Um grupo de professores, técnicos administrativos e merendeiros da rede municipal de ensino fez um protesto na frente da Secretaria Municipal de Educação (Semed), na Av. Mário Ypiranga, bairro Parque Dez, na Zona Centro-Sul de Manaus. O ato iniciou por volta das 10h desta quarta-feira (13). A categoria reivindica 15% de reajuste salarial referentes a 2017 e 2018.

Por meio de nota, a Semed informou que está aberta ao diálogo com a categoria. “Esta semana, inclusive, a secretária municipal de Educação, Kátia Schweickardt, esteve reunida, na segunda-feira, 11/6, com representantes do Sindicato dos Trabalhadores em Educação do Amazonas (Sinteam) e ontem, terça-feira, 12/6, com representantes do Sindicato dos Professores e Pedagogos de Manaus (Asprom-Sindical), para tratar das reivindicações já apresentadas”, informou a pasta.

A secretaria também informou que analisa as reivindicações apresentadas e estuda o impacto orçamentário dos pleitos solicitados. “De 2013 a 2016, foram concedidos reajustes salariais de mais de 44%, além de aumento nos vales alimentação e transporte. No final de 2017, foi aprovado o reajuste da data-base 2017/2018 de 7,57%, sendo pagos 4,57% em janeiro e 3% em maio”.

Reivindicações

A professora Gleice Oliveira, de 58 anos, é uma das organizadoras do ato. Ela disse que, além de reajuste salarial, os servidores da educação querem a volta de um plano saúde, uma manutenção do plano de cargos, carreiras e salários, além de melhorias na alimentação de estudantes da rede municipal.

“Professores se especializam, mas não vemos uma melhoria no salário que condiz com a capacidade do professor. As crianças se alimentam com bolacha e suco. As escolas costumam ficar em áreas carentes e as crianças precisam se alimentar direito. São muitos pontos que gostaríamos que houvesse melhorias”, disse a professora.

De acordo com os manifestantes, os servidores também querem prestação de contas do Fundo de Manutenção e Desenvolvimento da Educação Básica e de Valorização dos Profissionais da Educação (Fundeb) e a abertura de edital para concurso público com vagas de merendeiras, serviços gerais, técnicos administrativos e professores.

“O Fundeb, por exemplo, deveria ser utilizado para as melhorias nas escolas e valorização dos professores.

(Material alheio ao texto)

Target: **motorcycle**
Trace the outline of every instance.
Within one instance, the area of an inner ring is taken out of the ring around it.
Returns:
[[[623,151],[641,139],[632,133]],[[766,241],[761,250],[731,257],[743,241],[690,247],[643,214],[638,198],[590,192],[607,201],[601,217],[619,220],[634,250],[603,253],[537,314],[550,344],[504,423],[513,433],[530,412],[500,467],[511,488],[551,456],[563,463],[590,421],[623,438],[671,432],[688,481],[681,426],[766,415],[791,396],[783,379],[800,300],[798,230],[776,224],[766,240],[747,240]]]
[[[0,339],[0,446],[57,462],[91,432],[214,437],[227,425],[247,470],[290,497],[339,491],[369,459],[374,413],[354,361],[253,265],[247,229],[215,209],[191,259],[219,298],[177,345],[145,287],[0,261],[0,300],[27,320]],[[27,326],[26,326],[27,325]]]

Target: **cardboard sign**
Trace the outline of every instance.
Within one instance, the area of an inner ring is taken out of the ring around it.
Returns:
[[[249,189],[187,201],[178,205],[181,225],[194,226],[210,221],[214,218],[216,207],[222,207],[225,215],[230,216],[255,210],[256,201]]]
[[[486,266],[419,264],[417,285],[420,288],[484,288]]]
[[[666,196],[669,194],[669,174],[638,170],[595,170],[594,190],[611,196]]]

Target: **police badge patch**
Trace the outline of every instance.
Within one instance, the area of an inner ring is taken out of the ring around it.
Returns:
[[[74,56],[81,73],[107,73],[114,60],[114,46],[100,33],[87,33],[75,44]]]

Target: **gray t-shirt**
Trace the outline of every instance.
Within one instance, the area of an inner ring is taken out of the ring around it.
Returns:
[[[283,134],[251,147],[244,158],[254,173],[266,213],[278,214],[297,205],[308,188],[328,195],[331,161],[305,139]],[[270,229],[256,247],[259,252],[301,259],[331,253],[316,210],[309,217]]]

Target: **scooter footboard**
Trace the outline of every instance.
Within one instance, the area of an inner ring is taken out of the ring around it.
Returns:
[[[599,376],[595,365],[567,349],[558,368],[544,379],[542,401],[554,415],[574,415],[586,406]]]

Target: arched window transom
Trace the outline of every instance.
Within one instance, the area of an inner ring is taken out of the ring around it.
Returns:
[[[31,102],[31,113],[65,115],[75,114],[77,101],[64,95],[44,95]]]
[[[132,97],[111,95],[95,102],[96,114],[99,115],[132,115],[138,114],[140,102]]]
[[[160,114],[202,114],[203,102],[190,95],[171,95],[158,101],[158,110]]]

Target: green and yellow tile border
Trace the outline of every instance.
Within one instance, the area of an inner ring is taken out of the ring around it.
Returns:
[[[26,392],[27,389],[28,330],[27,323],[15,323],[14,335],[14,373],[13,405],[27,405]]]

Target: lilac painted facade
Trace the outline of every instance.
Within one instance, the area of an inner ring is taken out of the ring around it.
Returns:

Não vemos isto. Onde que o valor repassado pelo Governo Federal está sendo usado? Vejo que não na escolas em que trabalhamos”, comentou Gleice.

Os manifestantes se reuniram e gritaram palavras de ordem na frente da secretaria. A manifestação se encerrou por volta das 11h. Eles aguardam uma reunião com a Semed, para fazerem as reivindicações.